Where will T-Mobile’s 5G network make an impact? For the near-term, consider patients post-surgery or those affected by chronic diseases, who might normally spend days or weeks in the hospital recovering. Patients could get the immediate care they need in a professional setting but potentially return home sooner (even in rural areas) thanks to 24/7 monitoring via 5G-enabled wearables. For patients in need of in-home care, traveling nurses could also benefit from 5G mobile devices to onboard patients, review and submit prescriptions, and interact with doctors and other specialists via video conference.

Beyond remote monitoring and collaboration scenarios, in the longer-term 5G will be a key driver in enhancing medical research and utilizing data and artificial intelligence in diagnostics and testing. This will enable healthcare researchers and providers to advance preventive care by recognizing trends and anomalies more quickly and then treat patients before they become seriously ill. 

Manufacturing and Warehouse Management:

With the shift from 3G to 4G connectivity, more businesses in the manufacturing sector gained options to adopt process automation and robotic tools to optimize processing, assembly, inspection and other tasks. The difference is that with 5G, more sophisticated robots could be deployed and then controlled virtually anywhere in the world or, in some cases, navigate autonomously—interacting with their environment, identifying obstacles, and determining how to avoid them in real time. This not only enhances safety for human workers, who can now be assigned to other areas, but can reduce the need for plant infrastructure and dramatically reduce costs.

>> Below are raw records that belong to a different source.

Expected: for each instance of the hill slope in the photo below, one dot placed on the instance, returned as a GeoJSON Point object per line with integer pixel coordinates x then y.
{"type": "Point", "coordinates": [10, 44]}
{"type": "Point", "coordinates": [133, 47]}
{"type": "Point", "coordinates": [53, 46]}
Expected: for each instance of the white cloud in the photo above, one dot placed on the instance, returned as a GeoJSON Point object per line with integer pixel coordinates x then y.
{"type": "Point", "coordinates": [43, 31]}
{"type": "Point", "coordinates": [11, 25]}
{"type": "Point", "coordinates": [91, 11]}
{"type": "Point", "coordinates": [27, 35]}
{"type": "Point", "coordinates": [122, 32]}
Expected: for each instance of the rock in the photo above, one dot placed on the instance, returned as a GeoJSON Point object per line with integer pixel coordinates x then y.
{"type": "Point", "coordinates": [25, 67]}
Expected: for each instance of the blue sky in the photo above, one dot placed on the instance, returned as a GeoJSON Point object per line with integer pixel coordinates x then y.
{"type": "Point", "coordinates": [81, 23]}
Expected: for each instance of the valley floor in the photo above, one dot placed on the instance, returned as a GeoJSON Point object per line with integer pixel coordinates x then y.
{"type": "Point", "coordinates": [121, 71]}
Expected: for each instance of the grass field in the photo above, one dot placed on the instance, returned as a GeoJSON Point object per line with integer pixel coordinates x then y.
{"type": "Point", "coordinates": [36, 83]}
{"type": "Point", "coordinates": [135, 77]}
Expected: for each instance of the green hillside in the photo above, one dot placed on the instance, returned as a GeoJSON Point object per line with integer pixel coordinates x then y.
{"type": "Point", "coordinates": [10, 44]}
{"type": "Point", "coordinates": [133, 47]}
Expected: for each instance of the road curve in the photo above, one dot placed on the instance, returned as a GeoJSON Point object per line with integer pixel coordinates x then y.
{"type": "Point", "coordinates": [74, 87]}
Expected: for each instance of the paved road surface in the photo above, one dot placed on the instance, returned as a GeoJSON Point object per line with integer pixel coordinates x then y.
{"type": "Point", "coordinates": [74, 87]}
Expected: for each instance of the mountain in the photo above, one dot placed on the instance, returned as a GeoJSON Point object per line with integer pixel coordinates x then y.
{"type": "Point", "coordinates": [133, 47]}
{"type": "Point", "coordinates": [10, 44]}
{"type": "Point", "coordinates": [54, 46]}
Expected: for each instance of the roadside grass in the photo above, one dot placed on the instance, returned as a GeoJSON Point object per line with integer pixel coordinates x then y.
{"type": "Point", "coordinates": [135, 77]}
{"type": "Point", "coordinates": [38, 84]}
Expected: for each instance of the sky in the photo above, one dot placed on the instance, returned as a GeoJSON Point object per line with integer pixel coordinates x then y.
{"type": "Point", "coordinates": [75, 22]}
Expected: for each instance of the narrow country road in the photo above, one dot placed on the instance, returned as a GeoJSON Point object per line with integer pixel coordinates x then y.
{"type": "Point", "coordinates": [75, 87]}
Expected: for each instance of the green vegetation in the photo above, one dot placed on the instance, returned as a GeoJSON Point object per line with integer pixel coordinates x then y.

Where 5G connectivity in these smart factories and warehouses will likely be served by private cellular networks, distribution and other stages of supply chain 4.0 will be served by T-Mobile’s Extended Range 5G and Ultra Capacity 5G, empowering factories and warehouses across the country to rethink their operational models and put future-state plans into action.

Field Operations:

From technicians specializing in oil, gas, or wind power infrastructure maintenance to tradespeople across industries like electricians, carpenters and plumbers, plenty of jobs take place in rural areas. In situations where unforeseen challenges spring up, additional guidance is needed, or in-depth discussions with headquarters are needed, 5G enhanced mobile broadband can offer a lifeline, potentially saving hours or even days of progress by enabling real-time collaboration and access to information on site. T-Mobile’s Extended Range 5G already supports this today over 1.6 million square miles and counting. Down the line, 5G-enabled augmented reality (AR) headsets and applications will allow tradespeople to access even more immersive guidance like virtual checklists and 3D troubleshooting assistance to streamline their work or to even offer step-by-step instruction to clients when they can’t support them on site.

Agriculture:

The wide world of farming could benefit from 5G in myriad ways, many stemming from generating and using raw data to help farming techniques become more efficient and cost-effective. Though farmers can employ 4G today to monitor crops and soil conditions for real-time data, 5G will make this practice faster and available in more areas, allowing more farms (including small ones) to improve output, increase profit margins, and stay competitive. Experimental technologies like 5G-enabled drone deployments could well become more economical and available for agricultural use cases that T-Mobile’s Extended Range 5G could support.